As he swung my arm forward, the movement was smooth. Then he looked down at me and asked, "Now have you learnt it?"

I didn't know what to say. Jungkook's breath was on my neck. Suddenly, I felt a twitch in my neck. I felt a bit hot and uncomfortable. But he kept his position and did not move. I was feeling strange. I looked up at him. His eyes were focussed on me, as if they could penetrate all my thoughts. The heat in it seemed like it would melt anything in its way. I didn't dare to look directly at him anymore and lowered my eyes.

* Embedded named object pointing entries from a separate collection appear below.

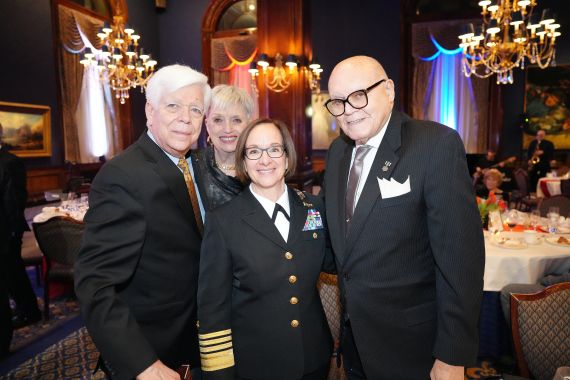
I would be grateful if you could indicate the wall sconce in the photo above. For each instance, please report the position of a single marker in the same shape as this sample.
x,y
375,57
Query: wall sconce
x,y
277,78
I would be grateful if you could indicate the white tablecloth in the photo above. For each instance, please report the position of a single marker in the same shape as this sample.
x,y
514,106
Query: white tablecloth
x,y
505,266
75,209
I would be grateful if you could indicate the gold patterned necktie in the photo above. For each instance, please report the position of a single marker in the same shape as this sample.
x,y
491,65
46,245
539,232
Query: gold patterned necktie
x,y
183,164
354,179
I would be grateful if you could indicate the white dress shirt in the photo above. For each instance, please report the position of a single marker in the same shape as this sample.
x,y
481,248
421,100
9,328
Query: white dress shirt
x,y
374,143
281,221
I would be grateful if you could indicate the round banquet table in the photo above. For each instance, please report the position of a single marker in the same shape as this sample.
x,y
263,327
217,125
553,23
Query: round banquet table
x,y
505,266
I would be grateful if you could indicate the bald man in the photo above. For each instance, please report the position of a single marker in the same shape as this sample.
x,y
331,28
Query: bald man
x,y
406,234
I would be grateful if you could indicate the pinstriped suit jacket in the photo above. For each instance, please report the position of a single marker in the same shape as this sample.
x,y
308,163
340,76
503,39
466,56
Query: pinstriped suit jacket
x,y
410,267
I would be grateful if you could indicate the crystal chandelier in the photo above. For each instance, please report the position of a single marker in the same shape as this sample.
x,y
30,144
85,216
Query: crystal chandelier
x,y
277,78
510,32
120,61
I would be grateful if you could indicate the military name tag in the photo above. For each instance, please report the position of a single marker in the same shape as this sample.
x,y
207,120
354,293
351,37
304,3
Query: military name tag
x,y
314,220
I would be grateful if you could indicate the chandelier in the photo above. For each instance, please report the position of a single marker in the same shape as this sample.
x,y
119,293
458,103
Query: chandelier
x,y
120,62
510,32
277,78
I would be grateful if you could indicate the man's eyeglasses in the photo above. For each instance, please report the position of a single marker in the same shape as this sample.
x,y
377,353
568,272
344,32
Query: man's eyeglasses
x,y
175,108
275,151
358,99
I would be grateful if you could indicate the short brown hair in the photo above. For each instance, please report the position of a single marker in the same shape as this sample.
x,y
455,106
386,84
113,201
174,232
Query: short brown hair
x,y
287,144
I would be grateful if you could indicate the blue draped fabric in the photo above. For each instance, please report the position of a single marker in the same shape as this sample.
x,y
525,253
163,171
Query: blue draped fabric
x,y
449,97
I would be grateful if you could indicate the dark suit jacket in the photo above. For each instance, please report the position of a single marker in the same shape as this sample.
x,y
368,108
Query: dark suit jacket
x,y
16,170
245,286
136,276
548,148
8,213
411,266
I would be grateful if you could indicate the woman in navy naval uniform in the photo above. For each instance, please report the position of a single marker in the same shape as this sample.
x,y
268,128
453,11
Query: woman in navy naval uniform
x,y
260,314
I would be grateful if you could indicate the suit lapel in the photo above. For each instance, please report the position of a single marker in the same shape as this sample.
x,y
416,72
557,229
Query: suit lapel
x,y
383,165
338,217
254,214
171,175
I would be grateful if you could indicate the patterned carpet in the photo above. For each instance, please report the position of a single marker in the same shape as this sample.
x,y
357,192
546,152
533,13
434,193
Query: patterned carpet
x,y
61,310
74,357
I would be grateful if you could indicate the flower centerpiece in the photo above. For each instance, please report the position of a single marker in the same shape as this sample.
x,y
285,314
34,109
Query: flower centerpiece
x,y
492,203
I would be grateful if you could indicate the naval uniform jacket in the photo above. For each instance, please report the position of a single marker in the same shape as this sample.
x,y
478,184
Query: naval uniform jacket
x,y
136,276
410,267
258,304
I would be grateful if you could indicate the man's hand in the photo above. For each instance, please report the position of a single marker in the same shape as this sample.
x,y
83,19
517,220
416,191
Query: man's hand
x,y
158,371
444,371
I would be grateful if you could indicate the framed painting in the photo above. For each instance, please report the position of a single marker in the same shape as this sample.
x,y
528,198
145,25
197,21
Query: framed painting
x,y
547,104
26,129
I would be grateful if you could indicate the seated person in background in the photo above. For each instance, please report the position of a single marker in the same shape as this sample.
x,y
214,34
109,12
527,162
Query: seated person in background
x,y
492,180
486,162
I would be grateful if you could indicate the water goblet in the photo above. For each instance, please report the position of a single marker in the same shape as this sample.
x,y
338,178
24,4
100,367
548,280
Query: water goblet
x,y
534,219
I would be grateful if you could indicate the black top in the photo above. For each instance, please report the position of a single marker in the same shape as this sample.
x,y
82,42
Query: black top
x,y
216,188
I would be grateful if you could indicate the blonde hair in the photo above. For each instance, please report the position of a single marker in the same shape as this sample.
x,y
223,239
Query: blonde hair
x,y
225,96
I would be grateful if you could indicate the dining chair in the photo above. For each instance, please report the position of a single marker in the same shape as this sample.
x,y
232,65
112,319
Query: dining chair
x,y
560,201
541,333
59,239
32,255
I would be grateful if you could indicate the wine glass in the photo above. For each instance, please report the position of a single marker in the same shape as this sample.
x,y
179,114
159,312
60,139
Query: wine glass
x,y
535,219
553,219
512,218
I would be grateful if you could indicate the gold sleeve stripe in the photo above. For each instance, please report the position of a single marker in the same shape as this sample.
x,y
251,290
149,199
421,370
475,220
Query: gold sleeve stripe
x,y
215,362
218,347
214,334
211,342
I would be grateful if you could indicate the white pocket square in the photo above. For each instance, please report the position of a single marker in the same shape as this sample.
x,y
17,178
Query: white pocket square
x,y
393,188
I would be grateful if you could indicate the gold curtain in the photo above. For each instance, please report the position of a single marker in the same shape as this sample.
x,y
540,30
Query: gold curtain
x,y
240,48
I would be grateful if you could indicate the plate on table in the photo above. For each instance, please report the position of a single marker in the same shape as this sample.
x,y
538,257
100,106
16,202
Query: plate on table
x,y
563,230
508,243
560,241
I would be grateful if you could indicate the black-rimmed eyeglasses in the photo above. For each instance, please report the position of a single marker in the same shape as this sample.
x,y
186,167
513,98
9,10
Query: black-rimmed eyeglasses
x,y
358,99
255,153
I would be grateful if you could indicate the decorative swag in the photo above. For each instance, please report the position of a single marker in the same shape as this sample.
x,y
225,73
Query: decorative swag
x,y
72,24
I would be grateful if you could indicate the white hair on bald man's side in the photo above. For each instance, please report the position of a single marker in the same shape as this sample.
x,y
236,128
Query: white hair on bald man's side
x,y
171,78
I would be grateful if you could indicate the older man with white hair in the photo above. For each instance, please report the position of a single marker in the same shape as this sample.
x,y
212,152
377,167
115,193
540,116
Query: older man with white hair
x,y
136,276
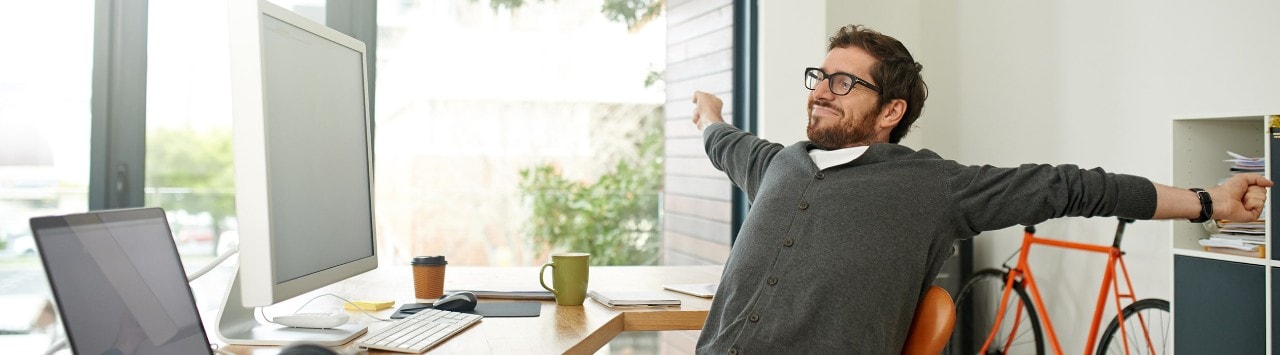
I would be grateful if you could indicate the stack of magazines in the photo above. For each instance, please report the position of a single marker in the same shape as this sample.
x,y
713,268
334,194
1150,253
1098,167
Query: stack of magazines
x,y
1237,239
1246,164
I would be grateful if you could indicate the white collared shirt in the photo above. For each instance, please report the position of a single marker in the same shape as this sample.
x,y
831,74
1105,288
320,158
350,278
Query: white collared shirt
x,y
830,158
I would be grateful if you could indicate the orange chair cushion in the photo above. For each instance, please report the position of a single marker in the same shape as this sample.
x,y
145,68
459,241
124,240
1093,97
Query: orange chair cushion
x,y
932,324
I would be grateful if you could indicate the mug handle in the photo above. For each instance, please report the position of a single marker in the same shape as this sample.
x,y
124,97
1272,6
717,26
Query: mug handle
x,y
542,276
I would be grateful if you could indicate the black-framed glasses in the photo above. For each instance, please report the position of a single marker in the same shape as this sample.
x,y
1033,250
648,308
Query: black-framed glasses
x,y
840,83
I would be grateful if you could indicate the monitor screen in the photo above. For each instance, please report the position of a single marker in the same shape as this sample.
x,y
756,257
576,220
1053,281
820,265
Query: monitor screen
x,y
316,151
304,164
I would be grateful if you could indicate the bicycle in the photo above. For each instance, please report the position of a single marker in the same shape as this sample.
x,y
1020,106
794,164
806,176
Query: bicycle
x,y
995,294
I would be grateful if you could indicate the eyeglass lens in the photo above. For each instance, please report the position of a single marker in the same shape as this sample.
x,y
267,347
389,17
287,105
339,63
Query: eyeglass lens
x,y
840,83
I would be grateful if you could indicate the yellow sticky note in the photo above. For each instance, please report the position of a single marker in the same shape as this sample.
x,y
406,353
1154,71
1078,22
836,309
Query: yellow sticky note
x,y
368,305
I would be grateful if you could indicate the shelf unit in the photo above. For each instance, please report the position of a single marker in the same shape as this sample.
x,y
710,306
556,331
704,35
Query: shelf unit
x,y
1221,304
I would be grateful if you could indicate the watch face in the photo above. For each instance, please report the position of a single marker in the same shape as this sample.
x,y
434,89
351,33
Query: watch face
x,y
1206,205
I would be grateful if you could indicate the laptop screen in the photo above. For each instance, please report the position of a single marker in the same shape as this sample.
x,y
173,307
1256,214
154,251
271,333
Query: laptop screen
x,y
119,283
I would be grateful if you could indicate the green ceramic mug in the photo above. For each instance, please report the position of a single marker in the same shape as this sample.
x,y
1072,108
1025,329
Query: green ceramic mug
x,y
568,276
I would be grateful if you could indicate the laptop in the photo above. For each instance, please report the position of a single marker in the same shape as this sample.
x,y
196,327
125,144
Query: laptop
x,y
119,283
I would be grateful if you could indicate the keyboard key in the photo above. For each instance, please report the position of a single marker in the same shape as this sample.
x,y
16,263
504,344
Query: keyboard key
x,y
419,332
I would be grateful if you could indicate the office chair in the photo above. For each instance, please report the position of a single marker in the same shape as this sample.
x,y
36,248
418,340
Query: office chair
x,y
932,324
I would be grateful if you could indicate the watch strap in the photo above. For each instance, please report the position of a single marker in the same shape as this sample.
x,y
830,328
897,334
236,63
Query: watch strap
x,y
1206,205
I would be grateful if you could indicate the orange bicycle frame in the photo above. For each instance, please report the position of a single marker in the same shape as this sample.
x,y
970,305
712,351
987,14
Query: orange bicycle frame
x,y
1109,278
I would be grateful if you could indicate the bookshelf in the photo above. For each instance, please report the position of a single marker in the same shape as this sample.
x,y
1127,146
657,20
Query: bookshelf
x,y
1221,303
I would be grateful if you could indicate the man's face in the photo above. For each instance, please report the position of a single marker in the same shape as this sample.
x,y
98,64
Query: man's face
x,y
845,121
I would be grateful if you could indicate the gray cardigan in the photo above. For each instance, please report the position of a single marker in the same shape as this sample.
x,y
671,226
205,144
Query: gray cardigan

"Lisa", Jungkook murmured, "You aren't playing attention".

I kept my gaze lowered as I didn't know how to answer this question.

"You really don't like me?"

I kept quiet.

"If that is true, I wont mind", he whispered softly.

There was a strange sensation rising in my heart.

"Please, there must be some limit to your ego".

Once I finished saying this, I struggled away from his grasp and turned away, racket in hand.

Jungkook blocked me from the front and I almost hit his chest. He looked at me, "Are you angry?"

I lowered my eyes, "Do I dare be angry at you?"

"You look as if I bullied you".

I was upset, "Of course you bully me".

Jungkook patted my shoulder, "It's alright. I was just joking".

I kept my head lowered with a sullen, "Doesn't matter".

I didn't know why I suddenly got angry, and I didn't understand why there was a sense of loss in my heart after Jungkook explained that he was just kidding.